Soon after “Slaughterhouse-Five” became a best seller, an interviewer asked Vonnegut why he wrote. He answered, “My motives are political. I agree with Stalin and Hitler and Mussolini that the writer should serve his society. I differ with dictators as to how writers should serve.” Presenter Suzanne McConnell will trace the passions that fueled Vonnegut’s writing, the ingredients that shaped his views, and the honing of his craft — especially his humor — that allowed him to realize his work. She’ll share anecdotes of Vonnegut and his motives as a teacher at the Iowa Writer’s Workshop. Together, we might consider what he would be writing today.
Suzanne McConnell was a student of Kurt Vonnegut’s at the Iowa Writer’s Workshop, and they remained friends. She’s published memoirs of him in The Brooklyn Rail and The Writer’s Digest, led a panel at the AWP conference on Vonnegut’s legacy regarding war, lectured on his work at the American Academy in Berlin, and her book on his writing advice, “Pity the Reader: on Writing with Style” by Kurt Vonnegut and Suzanne McConnell, was published in 2019 by Seven Stories Press. McConnell has published essays, poems, and award-winning short stories. She taught writing at Hunter College, and was fiction editor of Bellevue Literary Review and is now a contributing editor. Her novel, “Fence of Earth” is being represented for publication by The Phillip G. Spitzer Literary Agency. She lives in Manhattan and Wellfleet, Massachusetts, with her husband, the visual artist Gary Kuehn.

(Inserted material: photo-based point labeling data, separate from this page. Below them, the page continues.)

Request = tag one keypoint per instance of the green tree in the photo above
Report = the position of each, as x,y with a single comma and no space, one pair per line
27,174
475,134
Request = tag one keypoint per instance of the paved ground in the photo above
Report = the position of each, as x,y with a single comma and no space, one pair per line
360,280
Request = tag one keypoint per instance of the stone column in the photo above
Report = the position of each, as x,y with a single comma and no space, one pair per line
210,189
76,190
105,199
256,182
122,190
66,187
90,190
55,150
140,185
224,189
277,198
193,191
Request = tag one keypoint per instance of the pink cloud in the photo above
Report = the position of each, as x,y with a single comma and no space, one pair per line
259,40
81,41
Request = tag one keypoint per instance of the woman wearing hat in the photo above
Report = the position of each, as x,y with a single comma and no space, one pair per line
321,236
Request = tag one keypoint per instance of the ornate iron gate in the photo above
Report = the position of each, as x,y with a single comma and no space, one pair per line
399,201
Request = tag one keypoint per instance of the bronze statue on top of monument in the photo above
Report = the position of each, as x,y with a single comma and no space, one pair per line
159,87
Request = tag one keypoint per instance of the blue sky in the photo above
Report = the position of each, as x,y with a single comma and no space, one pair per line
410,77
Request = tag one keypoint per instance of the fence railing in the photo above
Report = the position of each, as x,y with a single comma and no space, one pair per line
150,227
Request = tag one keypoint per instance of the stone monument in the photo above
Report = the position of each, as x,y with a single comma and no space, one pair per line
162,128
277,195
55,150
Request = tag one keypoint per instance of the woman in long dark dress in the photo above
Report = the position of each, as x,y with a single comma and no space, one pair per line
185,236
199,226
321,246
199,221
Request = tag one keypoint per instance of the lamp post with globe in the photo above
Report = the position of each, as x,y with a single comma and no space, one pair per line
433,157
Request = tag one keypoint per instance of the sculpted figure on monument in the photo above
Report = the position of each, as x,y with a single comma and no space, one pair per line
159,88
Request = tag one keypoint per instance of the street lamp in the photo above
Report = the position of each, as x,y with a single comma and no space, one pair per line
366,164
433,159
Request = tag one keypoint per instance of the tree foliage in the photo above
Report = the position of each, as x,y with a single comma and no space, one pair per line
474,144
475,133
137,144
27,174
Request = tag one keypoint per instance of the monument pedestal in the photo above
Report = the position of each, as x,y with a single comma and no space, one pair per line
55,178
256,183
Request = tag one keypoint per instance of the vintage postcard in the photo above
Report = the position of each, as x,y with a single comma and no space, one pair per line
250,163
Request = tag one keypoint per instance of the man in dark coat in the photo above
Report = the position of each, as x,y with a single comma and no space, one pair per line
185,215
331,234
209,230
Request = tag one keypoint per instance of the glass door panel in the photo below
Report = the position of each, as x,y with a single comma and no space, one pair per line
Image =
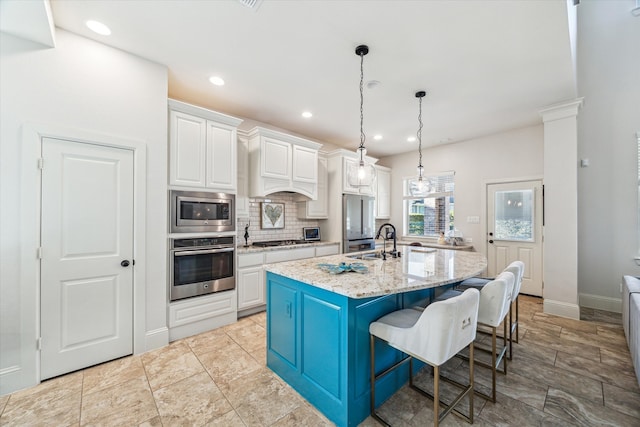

“Growing Up Literary: George Plimpton’s Son Reflects” — Saturday, May 10, at 5pm
Author and essayist Taylor Plimpton, son of Paris Review founding editor George Plimpton, reminisces on growing up among giants of the written word like Peter Matthiessen and next-door neighbor Kurt Vonnegut in Sagaponack, one of the most remarkable literary hamlets in the world.
Taylor Plimpton is the author of the memoir, “Notes From the Night: A Life After Dark.” He regularly contributes essays to Sports Illustrated, Tricycle: The Buddhist Review, The New Yorker, A Public Space, The Paris Review Daily, and many other periodicals. Plimpton is currently finishing up a collection entitled “Who My Dog Thinks I Am: Essays and Other True Tales.” He graduated with a degree in English from Reed College and lives with his family (including his mostly good dog, Brooklyn) in Pleasantville, New York.